Cavalcarono finché durò la luna e raggiunsero Tuctuhuachanga all’alba, lividi di brina. Il vento graffiava con tutti i suoi cani. Sul pendio, il Magro scoprí un’altra capanna, abbandonata. Smontarono. Tolsero la sella ai cavalli e si riposarono. Si svegliarono col sole già alto, mangiarono qualcosa e attesero la vecchiaia della sera. La pioggia continuava a cadere. Verso il crepuscolo scesero a Yanahuanca. Una lega dopo avvistarono due figure a cavallo: una donna e un ragazzo. Chacón si scostò troppo tardi.
“Héctor,” gli gridarono, “Héctor! Avvicinati!”

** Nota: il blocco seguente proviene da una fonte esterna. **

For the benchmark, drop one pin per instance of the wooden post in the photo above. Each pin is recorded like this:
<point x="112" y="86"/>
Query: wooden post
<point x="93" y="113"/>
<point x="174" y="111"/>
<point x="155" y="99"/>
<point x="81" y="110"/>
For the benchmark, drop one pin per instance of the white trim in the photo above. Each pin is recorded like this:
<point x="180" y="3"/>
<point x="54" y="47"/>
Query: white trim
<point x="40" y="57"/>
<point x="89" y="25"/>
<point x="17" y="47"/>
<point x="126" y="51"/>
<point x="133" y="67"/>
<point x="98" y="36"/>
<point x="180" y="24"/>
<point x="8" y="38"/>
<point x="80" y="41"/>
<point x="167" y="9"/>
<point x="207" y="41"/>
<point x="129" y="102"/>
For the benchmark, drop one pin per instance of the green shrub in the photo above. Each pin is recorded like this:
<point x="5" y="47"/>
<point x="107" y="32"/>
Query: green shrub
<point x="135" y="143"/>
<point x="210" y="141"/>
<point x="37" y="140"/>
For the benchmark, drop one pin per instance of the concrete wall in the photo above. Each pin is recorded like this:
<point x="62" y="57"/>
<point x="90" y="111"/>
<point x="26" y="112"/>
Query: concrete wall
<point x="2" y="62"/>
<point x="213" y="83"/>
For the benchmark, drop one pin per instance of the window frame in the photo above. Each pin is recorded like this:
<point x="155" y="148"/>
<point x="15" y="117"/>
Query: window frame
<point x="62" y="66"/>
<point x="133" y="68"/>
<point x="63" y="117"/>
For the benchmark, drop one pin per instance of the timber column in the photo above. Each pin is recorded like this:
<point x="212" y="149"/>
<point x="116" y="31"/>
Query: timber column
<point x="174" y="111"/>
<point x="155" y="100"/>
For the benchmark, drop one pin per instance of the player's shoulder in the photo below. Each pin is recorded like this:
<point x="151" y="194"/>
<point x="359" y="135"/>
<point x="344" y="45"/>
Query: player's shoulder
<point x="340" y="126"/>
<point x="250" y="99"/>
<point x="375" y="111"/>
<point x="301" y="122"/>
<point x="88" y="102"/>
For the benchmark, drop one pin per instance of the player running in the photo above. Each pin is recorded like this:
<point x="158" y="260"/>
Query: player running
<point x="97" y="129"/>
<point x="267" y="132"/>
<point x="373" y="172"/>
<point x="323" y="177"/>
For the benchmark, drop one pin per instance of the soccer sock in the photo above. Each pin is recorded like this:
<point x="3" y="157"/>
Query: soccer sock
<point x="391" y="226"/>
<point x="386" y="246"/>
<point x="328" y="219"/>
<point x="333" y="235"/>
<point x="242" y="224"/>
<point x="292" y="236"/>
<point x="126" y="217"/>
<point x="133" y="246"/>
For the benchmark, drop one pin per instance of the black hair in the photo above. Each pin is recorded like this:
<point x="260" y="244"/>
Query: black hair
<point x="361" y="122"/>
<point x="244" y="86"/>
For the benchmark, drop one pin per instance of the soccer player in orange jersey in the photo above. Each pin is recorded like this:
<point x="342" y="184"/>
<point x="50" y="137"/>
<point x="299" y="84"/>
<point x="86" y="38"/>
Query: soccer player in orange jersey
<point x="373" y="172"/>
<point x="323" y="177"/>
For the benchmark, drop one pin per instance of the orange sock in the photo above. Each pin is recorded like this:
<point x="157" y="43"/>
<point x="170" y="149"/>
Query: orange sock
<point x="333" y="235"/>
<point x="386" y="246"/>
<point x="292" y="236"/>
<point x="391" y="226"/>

Era la voce di Cirila Yanayaco.
“Avvicinati, Héctor, avvicinati!”
“Dove stai andando, Héctor?”
“Vado a Yanacocha a comprare bestiame.”
“Non andarci, Héctor,” disse doña Cirila, gesticolando. “Le guardie ti stanno cercando in tutta la provincia. Questa mattina sono andati nella tua casa e, furiosi per non averti trovato, hanno requisito i cavalli di tuo fratello Teodoro.”
“E Teodoro cosa ha fatto?”
“Otto cavalli, gli hanno portato via. Va attorno piangendo come una fontana.”
“Sarà meglio andare a casa tua per sapere come sono andate le cose,” disse Pis-pis.
Cirila Yanayaco emigrò nella notte di Tuctuhuachanga.